3. All others remain politically aligned but operationally absent.
Collapse?
No.
But a task-organized alliance.
Uniform participation?
No.
Selective contribution.
Pay to play, in one sense.
Political Level — Negotiated Obligation
Politically, the shift is visible.
European governments emphasize restraint and legality. The United States emphasizes credibility, deterrence, and enforcement. Both positions are valid and rational within their respective frameworks.
However, those two approaches do not always line up. And when they do not, the whole character of the alliance starts to shift. What used to be treated as firm, agreed-upon obligations are now quietly renegotiated — made conditional, hedged, or even reversible depending on the moment. Support is no longer something you can count on. It gets evaluated, case by case.
Not in the abstract sense — but in terms of cost:
What does this require?
What does this risk?
What does this return?
The alliance begins to resemble a market. Not because countries have become mercenaries, but because the value of commitments is no longer taken for granted.
Economic Level — Coercion Without Participation
The final layer is economic—and it is decisive.
European states may choose to limit their military role.

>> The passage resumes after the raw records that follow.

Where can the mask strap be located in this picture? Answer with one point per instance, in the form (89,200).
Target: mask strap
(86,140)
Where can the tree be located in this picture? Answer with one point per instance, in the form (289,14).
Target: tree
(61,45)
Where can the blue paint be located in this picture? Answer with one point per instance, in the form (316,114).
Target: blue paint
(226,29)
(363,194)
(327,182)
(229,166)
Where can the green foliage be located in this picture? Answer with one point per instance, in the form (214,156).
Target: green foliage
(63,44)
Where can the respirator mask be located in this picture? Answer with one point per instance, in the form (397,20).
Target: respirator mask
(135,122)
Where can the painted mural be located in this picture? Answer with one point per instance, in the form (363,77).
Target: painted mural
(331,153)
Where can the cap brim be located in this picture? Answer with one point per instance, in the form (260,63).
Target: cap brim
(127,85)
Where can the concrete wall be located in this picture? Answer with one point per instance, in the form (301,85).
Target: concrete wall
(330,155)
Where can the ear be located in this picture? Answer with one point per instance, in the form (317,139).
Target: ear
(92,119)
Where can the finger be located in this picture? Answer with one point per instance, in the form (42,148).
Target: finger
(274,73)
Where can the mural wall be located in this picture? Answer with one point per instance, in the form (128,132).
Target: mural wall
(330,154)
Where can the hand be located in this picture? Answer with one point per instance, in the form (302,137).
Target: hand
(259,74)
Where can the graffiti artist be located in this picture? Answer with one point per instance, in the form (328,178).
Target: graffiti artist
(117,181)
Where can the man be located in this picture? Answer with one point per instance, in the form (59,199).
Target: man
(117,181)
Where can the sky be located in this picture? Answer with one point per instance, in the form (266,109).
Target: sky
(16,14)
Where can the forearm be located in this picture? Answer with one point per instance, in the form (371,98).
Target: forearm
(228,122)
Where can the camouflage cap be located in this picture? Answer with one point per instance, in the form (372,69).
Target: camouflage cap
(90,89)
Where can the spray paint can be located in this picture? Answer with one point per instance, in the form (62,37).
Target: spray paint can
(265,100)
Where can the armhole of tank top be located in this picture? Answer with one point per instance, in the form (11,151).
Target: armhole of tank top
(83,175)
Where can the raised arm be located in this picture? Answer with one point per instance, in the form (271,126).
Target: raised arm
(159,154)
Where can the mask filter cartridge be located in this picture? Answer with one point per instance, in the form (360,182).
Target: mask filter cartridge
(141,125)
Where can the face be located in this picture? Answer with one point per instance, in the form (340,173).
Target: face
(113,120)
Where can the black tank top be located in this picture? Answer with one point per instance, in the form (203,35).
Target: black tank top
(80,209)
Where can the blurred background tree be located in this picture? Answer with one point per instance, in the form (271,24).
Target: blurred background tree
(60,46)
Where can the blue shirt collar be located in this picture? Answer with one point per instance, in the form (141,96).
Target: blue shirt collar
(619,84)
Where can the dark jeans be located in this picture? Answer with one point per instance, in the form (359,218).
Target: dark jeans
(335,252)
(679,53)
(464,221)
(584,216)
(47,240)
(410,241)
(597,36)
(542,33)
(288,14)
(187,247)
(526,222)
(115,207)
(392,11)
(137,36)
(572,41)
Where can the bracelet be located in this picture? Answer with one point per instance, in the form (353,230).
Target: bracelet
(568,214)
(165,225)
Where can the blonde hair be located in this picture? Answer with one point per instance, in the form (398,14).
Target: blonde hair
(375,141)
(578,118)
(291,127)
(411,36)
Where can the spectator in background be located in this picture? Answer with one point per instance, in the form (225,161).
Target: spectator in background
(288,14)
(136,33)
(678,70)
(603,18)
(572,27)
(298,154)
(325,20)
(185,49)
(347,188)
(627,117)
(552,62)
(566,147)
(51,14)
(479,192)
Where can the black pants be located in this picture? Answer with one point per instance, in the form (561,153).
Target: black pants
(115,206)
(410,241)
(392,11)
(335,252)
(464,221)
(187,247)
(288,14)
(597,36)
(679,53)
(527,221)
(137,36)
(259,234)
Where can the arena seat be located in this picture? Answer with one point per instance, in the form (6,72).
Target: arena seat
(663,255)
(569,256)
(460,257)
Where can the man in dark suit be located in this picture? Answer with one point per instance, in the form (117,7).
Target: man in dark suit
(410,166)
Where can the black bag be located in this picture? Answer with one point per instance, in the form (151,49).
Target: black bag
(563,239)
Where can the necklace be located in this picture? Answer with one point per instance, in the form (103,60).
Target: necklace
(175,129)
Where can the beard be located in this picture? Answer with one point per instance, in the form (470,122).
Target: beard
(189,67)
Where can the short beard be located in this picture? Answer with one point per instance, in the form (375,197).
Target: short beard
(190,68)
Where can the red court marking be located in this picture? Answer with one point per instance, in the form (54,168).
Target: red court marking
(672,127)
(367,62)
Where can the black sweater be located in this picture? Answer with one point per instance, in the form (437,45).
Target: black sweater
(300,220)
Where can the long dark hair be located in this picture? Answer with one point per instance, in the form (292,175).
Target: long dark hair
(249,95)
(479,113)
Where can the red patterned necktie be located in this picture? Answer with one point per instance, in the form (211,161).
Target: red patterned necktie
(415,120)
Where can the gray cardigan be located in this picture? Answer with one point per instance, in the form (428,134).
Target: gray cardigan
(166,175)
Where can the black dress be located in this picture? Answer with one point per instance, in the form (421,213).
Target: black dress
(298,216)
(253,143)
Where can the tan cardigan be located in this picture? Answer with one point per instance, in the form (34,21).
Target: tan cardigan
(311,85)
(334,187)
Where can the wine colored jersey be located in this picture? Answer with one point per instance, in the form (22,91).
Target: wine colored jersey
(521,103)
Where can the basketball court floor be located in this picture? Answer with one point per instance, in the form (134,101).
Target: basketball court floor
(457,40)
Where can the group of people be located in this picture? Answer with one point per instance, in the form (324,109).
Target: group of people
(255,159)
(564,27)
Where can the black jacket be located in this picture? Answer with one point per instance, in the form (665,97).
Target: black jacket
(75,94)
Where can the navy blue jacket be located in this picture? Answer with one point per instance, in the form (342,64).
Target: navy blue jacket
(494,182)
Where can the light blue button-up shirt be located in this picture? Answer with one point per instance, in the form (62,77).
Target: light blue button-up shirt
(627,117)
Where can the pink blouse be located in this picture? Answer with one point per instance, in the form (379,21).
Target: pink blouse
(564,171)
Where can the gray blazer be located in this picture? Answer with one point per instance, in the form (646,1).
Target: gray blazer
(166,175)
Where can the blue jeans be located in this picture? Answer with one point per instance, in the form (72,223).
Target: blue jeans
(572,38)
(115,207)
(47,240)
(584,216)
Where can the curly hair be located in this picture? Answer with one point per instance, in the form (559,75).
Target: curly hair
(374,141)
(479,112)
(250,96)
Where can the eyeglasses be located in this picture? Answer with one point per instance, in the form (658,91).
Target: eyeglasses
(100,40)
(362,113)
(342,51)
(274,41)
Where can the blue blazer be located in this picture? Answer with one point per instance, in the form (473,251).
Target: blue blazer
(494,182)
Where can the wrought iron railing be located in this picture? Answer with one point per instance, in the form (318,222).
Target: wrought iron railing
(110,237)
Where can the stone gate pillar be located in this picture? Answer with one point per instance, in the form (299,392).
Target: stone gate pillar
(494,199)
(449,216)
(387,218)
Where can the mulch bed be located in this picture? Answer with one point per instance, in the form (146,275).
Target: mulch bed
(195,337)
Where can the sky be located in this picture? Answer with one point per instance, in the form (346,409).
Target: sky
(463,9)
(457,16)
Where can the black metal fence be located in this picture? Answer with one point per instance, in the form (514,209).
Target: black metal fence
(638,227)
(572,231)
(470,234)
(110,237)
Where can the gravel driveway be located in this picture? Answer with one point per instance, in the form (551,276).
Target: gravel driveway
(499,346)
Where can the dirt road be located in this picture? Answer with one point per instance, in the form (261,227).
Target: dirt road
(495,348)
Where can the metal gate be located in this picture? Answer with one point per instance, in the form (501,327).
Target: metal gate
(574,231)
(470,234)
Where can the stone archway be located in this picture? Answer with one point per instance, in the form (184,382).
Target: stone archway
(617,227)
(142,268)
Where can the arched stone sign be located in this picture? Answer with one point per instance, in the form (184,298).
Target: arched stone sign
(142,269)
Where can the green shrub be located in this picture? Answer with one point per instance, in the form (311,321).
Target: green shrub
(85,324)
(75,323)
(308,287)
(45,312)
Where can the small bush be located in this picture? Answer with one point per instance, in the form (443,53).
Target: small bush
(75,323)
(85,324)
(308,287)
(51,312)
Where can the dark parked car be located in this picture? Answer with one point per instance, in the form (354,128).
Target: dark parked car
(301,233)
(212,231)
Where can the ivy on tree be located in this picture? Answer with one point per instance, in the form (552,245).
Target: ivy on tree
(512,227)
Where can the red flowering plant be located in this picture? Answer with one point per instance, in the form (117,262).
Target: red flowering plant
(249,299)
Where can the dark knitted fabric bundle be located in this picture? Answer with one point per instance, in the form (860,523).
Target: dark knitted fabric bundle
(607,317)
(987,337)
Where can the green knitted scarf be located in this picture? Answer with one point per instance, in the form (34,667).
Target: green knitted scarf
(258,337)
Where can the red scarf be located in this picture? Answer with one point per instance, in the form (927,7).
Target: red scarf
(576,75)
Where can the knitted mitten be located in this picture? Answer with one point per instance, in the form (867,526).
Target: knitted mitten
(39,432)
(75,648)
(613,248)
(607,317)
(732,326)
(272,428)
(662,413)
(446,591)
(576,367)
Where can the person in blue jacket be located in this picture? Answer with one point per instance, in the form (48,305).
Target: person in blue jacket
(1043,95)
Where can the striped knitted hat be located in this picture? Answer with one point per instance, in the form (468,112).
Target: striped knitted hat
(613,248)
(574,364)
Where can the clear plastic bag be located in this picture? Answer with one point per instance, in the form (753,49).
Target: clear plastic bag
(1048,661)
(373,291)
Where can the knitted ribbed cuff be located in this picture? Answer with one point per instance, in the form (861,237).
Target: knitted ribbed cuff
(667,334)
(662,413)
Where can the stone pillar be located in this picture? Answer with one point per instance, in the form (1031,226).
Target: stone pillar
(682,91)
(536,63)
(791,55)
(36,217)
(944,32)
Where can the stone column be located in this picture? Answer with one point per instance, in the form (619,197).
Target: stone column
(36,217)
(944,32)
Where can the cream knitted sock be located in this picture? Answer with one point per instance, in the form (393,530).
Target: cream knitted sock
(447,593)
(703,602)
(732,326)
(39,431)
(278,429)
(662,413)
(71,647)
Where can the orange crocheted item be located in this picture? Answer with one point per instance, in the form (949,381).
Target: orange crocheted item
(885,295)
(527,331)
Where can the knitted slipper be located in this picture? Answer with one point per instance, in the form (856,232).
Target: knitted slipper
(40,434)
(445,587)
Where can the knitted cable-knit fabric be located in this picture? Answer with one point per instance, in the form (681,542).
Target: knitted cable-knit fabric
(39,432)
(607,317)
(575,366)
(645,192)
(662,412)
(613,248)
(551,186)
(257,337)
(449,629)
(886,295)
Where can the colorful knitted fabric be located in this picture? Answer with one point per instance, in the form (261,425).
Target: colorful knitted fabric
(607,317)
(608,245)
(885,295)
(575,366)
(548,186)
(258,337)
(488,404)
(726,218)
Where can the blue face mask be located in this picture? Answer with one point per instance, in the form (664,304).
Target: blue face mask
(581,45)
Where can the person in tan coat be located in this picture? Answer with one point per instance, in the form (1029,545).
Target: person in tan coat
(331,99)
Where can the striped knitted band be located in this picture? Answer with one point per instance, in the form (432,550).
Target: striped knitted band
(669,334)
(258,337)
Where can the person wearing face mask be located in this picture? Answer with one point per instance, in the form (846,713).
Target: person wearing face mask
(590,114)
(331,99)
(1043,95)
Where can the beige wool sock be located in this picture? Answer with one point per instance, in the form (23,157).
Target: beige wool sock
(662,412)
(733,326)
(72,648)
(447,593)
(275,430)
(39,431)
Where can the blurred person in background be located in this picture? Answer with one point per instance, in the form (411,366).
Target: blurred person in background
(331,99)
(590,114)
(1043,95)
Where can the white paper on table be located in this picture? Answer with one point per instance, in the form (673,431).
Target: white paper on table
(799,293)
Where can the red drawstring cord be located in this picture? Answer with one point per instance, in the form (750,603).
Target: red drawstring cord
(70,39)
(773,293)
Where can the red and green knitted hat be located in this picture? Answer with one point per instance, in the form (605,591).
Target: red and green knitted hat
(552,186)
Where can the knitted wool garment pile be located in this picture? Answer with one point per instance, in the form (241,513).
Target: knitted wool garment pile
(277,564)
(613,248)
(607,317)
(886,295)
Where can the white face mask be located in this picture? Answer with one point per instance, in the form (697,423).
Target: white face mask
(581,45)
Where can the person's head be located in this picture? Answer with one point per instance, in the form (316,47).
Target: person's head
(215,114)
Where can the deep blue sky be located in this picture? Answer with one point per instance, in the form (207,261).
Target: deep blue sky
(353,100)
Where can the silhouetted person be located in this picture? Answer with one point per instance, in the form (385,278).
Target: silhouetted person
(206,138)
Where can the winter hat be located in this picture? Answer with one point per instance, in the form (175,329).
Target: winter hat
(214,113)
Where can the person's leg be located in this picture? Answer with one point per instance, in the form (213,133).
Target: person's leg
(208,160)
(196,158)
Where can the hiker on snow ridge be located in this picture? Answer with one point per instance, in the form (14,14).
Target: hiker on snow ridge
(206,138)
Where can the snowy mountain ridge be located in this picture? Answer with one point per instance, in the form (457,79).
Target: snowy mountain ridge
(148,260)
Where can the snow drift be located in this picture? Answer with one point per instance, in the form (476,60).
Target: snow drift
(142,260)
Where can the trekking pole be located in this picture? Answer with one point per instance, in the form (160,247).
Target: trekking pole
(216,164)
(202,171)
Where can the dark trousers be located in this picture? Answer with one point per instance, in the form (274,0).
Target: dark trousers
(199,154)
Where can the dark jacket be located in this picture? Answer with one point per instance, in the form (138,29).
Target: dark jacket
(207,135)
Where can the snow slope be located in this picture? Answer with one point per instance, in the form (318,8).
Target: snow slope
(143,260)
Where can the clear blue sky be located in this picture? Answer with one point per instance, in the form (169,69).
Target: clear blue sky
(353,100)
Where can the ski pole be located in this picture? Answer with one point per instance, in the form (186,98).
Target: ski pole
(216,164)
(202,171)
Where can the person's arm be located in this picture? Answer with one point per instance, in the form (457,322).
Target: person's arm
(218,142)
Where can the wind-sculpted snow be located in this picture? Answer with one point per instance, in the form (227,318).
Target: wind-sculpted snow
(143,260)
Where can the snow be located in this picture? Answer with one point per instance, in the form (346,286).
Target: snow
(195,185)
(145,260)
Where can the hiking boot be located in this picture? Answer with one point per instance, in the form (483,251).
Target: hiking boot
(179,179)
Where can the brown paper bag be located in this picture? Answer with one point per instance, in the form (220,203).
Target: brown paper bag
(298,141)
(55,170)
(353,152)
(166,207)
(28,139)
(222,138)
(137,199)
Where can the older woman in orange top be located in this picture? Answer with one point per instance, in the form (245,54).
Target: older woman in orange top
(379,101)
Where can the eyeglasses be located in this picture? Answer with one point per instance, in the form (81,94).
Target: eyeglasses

But they cannot opt out of the system’s economic consequences.
Disruptions in Hormuz translate into:
Energy price volatility
Industrial strain
Insurance and shipping cost increases
Even without direct participation, costs are still imposed.
From a U.S. perspective, this creates leverage.
If allies do not contribute to enforcement, they will still experience the consequences of instability—and may be compelled to align through financial, industrial, or regulatory pressure.
In this sense, strategy extends beyond military action.
It becomes systemic.
NATO is not breaking.
NATO is adapting to pressure in a way that reveals something deeper about how alliances function when costs rise.
The question is no longer whether allies agree—it is whether they are willing to contribute, and at what level.
That shift changes the character of the alliance—not in form, but in function.
What was once assumed is now negotiated.
What was once shared is now distributed.
What was once taken for granted now has a price.